GroupDocs.Search for Java supports the following formats:
Microsoft Office Formats
- Excel: XLS, XLSX, XLSM, XLT, XLTX,LAM, CSV, TSV, XLTM, XLSB, XLA,
- PowerPoint: POT, POTX, PPS, PPSX, PPPT, PPTX, PTM, PPSM, POTM
- Word: DOC, DOCX, DOCM, DOT, DOTX, DOTM
- Diagram: VSD, VSS
- Microsoft Compiled HTML: CHM
- Project: MPP
- OneNote: ONE
OpenDocument & Other Formats
- Portable Document Format: PDF
- OpenDocument: ODT, OTT, ODS, OTS, ODP
- Email: PST, OST, MSG, EML, EMLX
- Web File Formats: XHTML, MHT, XML, HTM, HTML, MHTML
- Audio: MP3, WAV
- Video: AVI, MOV, QT, FLV, ASF
- Text: TXT
- Rich Text Format: RTF
- Markdown Documentation File: MD
- Images: TIFF, EMF, BMP, GIF, JP2, PNG, WEBP,WMF, JPG, PSD
- Others: TORRENT, DJVU, EPUB, FB2ZIP, DCM
Search & Indexing
Developers can use the GroupDocs.Search for Java API to perform intelligent search and indexing. Indexes are used to parse, collect or store data for quick and precise searching.
- Load Index: Load an existing Index.
- Create Index: Create Index folders and insert & index documents to them.
- Update Index: Update an Index whenever a document is modified, deleted or added to keep search results current.
- Add Documents to Index: Asynchronously Add documents to existing Index.

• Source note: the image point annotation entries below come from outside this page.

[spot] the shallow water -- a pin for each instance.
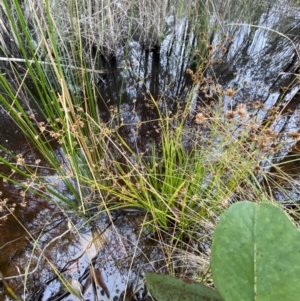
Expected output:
(257, 63)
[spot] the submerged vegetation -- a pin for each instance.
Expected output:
(180, 153)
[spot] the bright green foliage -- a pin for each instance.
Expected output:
(164, 288)
(256, 254)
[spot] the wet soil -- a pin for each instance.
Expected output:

Merge Several Indices to Improve Search Effectiveness
Use GroupDocs.Search for Java to combine more than one Index. Frequently updated indices become slow and inefficient. Using the GroupDocs.Search for Java API developers are able to quickly merge delta indices into a composite index. The merged Index contains the information from the delta indices and maintains the integrity of the delta indices. This improves search efficiency and provides many functions to improve the search.
Generate HTML Markup with Stored Text in Index
GroupDocs.Search for Java is able to cache the text from indexed documents in an index. The cached text can be used to quickly produce HTML markup by highlighting search results. This method is more efficient than extracting the text directly from files. Extracting text from cache is available without the source files. The cached text can be stored using a variety of compression levels to occupy less disk space and reduce indexing duration.

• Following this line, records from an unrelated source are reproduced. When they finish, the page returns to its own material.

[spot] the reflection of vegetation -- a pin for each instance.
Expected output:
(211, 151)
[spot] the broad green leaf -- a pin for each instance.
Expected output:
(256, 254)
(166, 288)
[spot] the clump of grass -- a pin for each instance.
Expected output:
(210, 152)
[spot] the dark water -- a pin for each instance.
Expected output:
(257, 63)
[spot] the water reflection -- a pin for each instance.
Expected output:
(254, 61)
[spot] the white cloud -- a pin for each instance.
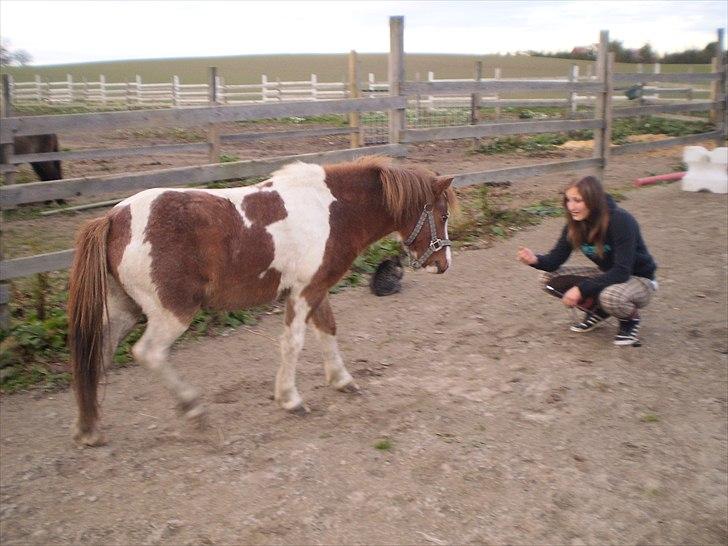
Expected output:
(77, 31)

Use Fuzzy & Regex Search to Get Related Documents
Developers use Fuzzy or Regex search to get the list of documents that exactly match search criteria. However, search results also contain words or terms similar in your search. For example, use GroupDocs.Search for Java to perform a fuzzy search for query “Greatstone”, and you will get documents containing the word “greatstone” and documents containing similar words such as “Great Stone”. The results will depend on the level of fuzziness specified.

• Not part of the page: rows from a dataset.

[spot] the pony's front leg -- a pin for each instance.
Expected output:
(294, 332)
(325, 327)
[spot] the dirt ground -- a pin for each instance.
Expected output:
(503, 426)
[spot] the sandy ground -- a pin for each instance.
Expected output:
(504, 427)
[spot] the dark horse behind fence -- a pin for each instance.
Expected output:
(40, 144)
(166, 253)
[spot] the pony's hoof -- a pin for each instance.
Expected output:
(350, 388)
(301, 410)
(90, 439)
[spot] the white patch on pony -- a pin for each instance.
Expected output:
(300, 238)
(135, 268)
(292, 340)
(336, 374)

Recognise Search Queries of Different Keyboard Layout
GroupDocs.Search for Java is able to recognise search queries written in a language that does not match a user’s keyboard’s layout. GroupDocs.Search for Java is able to recognise 100 languages and 184 keyboard layouts.
Search with Morphological Word Forms
GroupDocs.Search for Java API allows developers to search for diverse word forms. Developers can search for a noun, verbs, root, third-person singular, simple past and various other forms by searching for its plural and singular forms.